Seid also wachsam! Denn ihr wisst nicht, an welchem Tag euer Herr kommt.
Bedenkt: Wenn der Herr des Hauses wüsste, zu welcher Stunde in der Nacht der Dieb kommt, würde er wach bleiben und nicht zulassen, dass man in sein Haus einbricht.
Darum haltet auch ihr euch bereit! Denn der Menschensohn kommt zu einer Stunde, in der ihr es nicht erwartet.
Advent

Seid wachsam! (Mt 24)

In den letzten Tagen vor seinem Tod bereitet Jesus seine Jünger auf die Zeit vor, wenn er nicht mehr bei ihnen sein wird. In Jerusalem unterweist er sie in einer langen Rede drüber, was nach seinem Tod geschehen wird, und wie die Jünger leben sollen, um seine Zeugen in der Welt zu sein. Vor allem sollen sie sich seiner Wiederkunft bewusst sein. An jedem Tag wird das Zeichen des Menschensohnes sichtbar der ganzen Welt erscheinen:

Man wird den Menschensohn auf den Wolken des Himmels kommen sehen, mit großer Kraft und Herrlichkeit. (Mt 24,30)

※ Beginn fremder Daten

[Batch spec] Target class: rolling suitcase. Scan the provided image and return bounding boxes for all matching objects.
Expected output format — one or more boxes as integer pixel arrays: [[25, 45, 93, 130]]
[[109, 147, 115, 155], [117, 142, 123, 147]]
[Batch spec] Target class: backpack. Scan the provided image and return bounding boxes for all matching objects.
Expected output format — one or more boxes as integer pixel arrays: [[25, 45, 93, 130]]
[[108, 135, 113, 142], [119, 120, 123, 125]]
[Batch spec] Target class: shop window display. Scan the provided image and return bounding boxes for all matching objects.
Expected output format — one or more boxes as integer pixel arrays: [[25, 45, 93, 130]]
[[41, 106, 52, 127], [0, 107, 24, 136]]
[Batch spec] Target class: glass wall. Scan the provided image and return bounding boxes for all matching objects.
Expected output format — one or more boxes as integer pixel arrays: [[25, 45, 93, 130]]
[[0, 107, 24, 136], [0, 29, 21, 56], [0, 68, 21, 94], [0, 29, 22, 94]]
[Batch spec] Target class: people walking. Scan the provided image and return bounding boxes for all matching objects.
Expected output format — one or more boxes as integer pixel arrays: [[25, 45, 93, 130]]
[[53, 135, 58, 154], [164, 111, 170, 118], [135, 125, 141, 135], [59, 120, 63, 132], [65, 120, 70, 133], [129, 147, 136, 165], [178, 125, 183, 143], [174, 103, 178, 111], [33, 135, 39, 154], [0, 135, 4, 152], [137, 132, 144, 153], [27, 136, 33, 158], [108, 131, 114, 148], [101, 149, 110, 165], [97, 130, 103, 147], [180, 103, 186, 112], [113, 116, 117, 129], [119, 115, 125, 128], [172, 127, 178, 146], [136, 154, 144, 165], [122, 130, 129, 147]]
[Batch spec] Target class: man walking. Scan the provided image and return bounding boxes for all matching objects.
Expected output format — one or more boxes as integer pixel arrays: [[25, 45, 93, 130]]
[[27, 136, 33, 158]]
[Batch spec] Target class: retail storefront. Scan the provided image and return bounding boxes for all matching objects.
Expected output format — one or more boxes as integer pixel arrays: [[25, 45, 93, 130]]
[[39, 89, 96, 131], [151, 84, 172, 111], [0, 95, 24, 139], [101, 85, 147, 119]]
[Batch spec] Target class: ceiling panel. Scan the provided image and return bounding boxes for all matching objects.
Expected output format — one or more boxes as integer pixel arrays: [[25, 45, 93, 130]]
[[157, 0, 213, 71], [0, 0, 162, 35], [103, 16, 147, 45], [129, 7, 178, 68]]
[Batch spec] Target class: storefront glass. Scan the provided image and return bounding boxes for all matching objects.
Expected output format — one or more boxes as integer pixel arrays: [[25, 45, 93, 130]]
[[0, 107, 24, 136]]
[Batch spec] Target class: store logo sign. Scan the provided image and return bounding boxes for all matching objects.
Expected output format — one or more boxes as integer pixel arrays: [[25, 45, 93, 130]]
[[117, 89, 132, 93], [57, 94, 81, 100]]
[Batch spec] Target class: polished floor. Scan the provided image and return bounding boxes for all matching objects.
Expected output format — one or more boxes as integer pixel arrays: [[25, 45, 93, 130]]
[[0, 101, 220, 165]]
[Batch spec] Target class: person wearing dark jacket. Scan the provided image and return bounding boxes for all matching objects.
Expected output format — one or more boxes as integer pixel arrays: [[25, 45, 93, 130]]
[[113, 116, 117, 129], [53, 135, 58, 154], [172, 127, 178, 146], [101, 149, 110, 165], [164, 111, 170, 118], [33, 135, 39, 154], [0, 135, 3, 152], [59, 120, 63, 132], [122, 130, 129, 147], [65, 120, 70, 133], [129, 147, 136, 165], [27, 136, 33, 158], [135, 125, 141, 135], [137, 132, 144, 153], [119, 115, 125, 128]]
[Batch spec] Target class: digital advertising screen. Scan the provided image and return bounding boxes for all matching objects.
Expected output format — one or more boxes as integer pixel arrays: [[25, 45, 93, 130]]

Dies soll eine tröstliche Gewissheit sein angesichts der Nöte der Zeit, in der die Jünger leben. Den frühen Christen stand die baldige Wiederkunft des Herrn deutlich vor Augen, heute aber sind bereits fast 2000 Jahre seit Jesu Tod vergangen, ohne dass der Herr gekommen ist.
Waren Jesu Worte eine falsche Verheißung? Lohnt es sich überhaupt noch, an Jesus zu glauben? Sind das nicht alles Märchen aus fernen Zeiten? Jesus hat bewusst keine Aussage über die Zeit seines Kommens gemacht. Er ruft dazu auf, wachsam zu bleiben und nicht die Geduld zu verlieren. Die Worte Jesu sind keine falsche Prophetie, auch wenn sich seine Wiederkunft erst nach vielen weiteren Jahrhunderten ereignen würde.

Denn wie es in den Tagen des Noach war, so wird es bei der Ankunft des Menschensohnes sein. Wie die Menschen in den Tagen vor der Flut aßen und tranken und heirateten, bis zu dem Tag, an dem Noach in die Arche ging, und nichts ahnten, bis die Flut hereinbrach und alle wegraffte, so wird es auch bei der Ankunft des Menschensohnes sein. (Mt 24,37-39)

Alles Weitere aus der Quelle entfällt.